Later in the year there will be an exhibitions on the Pitmen Painters, a show about handbags and a Julian Opie exhibition from the Holburne Museum in Bath, one of the regional art galleries that the Bowes has a strong relationship with.
All this is a far cry from the days when Jenkins and his staff were running about the museum with buckets to catch rainwater. He says that when he was interviewed for the job he was asked how long he thought he would be there.
“I remember there being a long pause as I thought what to say. I was about to say five years but before I had a chance the chairman said: ‘You’d give us a least seven years, wouldn’t you?” I said, ‘Er, yeah’, and I have been here nearly 13 now. I have had a family since I came here and that changes things, but I didn’t expect to be here that long – there is just loads to do.”
Adrian Jenkins took his BA in ancient history at the University of Leicester, an MPhil in art history at the Barber Institute of Fine Arts, University of Birmingham, and an MBA at the Bolton Business School.
He was a curatorial assistant with English Heritage (1990-92), and an assistant keeper of art at the Laing Art Gallery in Newcastle upon Tyne (1992-96). He was the senior keeper of fine and applied art at Bolton Museum and Art Gallery from 1996 to 2001.
He joined the Bowes Museum in 2001.
The Bowes Museum was purpose built as a museum in the style of a French château to reflect the tastes of its founders, John Bowes and his French wife Joséphine.
It contains their collections of fine and decorative arts alongside later acquisitions. Highlights include one of the finest collections of Spanish paintings in the UK.
The museum became an independent charitable trust in August 2000, with a new director, Adrian Jenkins, and a senior management team appointed the following year.

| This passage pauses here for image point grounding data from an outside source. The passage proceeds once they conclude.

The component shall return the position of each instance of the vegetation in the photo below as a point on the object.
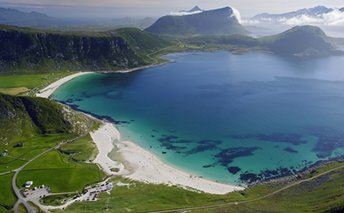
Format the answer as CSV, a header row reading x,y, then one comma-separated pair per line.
x,y
301,41
60,173
212,22
26,49
27,83
56,200
7,199
316,195
81,150
30,126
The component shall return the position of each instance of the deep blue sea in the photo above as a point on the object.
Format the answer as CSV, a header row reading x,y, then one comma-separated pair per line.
x,y
226,117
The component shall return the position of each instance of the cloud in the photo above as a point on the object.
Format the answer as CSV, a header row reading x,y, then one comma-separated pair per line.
x,y
184,13
334,18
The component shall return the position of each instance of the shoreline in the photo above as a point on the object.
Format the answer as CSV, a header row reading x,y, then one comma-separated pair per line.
x,y
51,88
144,166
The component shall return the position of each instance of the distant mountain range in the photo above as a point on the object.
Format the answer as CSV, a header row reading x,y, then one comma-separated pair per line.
x,y
212,22
27,49
193,10
39,20
315,11
315,15
300,41
24,19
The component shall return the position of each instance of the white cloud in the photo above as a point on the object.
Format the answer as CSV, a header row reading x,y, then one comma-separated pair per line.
x,y
334,18
184,13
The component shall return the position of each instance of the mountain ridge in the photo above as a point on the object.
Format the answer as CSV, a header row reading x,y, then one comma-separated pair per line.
x,y
210,22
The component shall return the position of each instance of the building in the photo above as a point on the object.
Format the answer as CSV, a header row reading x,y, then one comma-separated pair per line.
x,y
28,184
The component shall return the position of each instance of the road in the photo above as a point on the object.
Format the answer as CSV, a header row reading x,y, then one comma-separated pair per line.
x,y
16,190
253,200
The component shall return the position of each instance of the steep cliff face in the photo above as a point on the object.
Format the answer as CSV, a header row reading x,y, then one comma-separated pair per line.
x,y
26,50
212,22
300,41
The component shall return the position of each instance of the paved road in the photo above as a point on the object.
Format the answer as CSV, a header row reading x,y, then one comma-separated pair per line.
x,y
253,200
16,190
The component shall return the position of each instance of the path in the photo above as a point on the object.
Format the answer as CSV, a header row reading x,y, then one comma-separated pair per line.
x,y
253,200
16,190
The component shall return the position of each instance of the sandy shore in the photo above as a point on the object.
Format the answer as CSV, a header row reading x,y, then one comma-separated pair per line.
x,y
49,90
143,165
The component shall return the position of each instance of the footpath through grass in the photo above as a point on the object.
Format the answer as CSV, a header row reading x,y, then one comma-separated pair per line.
x,y
61,174
7,198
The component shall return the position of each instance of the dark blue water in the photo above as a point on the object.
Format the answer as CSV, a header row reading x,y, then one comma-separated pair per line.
x,y
231,118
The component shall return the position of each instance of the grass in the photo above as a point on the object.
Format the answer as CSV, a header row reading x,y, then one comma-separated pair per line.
x,y
317,195
16,157
20,83
56,200
81,150
3,209
57,171
21,209
7,198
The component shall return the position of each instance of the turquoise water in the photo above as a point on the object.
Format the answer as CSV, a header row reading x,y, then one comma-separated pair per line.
x,y
230,118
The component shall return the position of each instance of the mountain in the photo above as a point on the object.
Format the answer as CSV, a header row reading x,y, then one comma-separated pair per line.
x,y
212,22
24,19
34,50
195,9
24,117
300,41
311,12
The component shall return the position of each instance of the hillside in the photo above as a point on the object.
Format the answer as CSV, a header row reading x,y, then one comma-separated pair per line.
x,y
26,117
310,12
26,19
213,22
300,41
33,50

A £12m refurbishment programme was completed in 2011 that included improvements to visitor facilities; the creation of new galleries for permanent and temporary exhibitions; a new paintings store; an education suite; plus a library, archive and reading room. The museum’s suite of picture galleries also underwent a major transformation.
In 2012-13 the museum had an income of £3.85m. It employs 71 staff, including seasonal cafe staff.
In partnership with Beamish Museum, the Bowes Museum is one of Arts Council England’s 16 Major Partner Museums.